行動が制限され、思うように海外にも行けない状況のなか、上田は自身のとるべき道を考えていた。そして2021年10月、発表されたのがコロンビアとの契約を終了し、今後はシューズメーカーと専属契約をしないという決断だった。コロナ禍での約1年半、上田は何を考え、何を目指そうとしてきたのか。話を聞いた。
あそこで負けて良かった
2018年頃から上田は拠点をフランスに移すことを考え始めていた。
「海外を転戦するようになって、トップ10には入れても5位以上にはいけない。状況を打破するためには、もっと向こうの環境に慣れる必要があると思っていました」
迎えた2019年シーズン。上田は各地を転戦しながら、フランス移住の準備を着々と進めていた。
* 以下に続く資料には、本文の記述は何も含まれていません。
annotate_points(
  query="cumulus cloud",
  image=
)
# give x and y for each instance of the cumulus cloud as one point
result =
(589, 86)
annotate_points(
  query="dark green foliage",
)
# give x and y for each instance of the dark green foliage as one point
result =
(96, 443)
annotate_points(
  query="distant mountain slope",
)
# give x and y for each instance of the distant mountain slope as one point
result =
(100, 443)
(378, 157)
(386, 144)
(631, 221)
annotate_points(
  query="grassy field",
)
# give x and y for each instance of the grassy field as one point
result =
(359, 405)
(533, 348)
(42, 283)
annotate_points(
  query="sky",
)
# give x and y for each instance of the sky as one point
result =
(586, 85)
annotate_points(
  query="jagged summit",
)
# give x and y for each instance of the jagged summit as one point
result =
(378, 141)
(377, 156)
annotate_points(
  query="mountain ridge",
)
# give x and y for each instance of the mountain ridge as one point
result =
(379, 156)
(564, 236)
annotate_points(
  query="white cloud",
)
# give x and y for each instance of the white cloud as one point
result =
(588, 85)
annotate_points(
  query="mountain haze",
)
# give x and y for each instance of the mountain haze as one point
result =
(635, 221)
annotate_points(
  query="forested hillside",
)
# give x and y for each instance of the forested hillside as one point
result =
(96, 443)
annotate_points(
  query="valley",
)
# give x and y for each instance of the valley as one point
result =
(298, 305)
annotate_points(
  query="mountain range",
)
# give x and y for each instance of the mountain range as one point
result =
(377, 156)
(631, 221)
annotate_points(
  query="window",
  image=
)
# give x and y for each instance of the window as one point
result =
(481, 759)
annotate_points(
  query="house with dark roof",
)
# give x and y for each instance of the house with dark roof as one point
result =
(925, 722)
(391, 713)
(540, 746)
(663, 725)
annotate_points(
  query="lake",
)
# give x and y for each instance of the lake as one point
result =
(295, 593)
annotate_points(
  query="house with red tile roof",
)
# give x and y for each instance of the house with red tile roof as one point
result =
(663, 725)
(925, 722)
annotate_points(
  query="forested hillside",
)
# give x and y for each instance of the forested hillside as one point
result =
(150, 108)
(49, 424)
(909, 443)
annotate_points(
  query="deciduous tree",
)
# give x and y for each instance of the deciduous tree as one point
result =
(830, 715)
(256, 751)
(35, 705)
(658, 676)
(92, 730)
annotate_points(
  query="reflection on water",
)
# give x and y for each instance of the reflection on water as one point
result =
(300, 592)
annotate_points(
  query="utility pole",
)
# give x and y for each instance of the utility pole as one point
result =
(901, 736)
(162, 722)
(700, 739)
ところが、「あとは明日ビザを取りに行くだけ」という段階で、大使館がコロナ禍で閉鎖。計画は白紙にせざるを得なくなった。
「世界一になって世界的認知度も上がって、2020年シーズンはどの大会でも、『RUY! RUY!』と声援をもらえるような、ホームの感覚で走れるのではないかと期待していましたから。すごく残念でしたね」
海外遠征どころか、緊急事態宣言に入った日本での練習もままならない日々。自宅周辺に山はなく、半径5km以内を走るのがせいぜいだった。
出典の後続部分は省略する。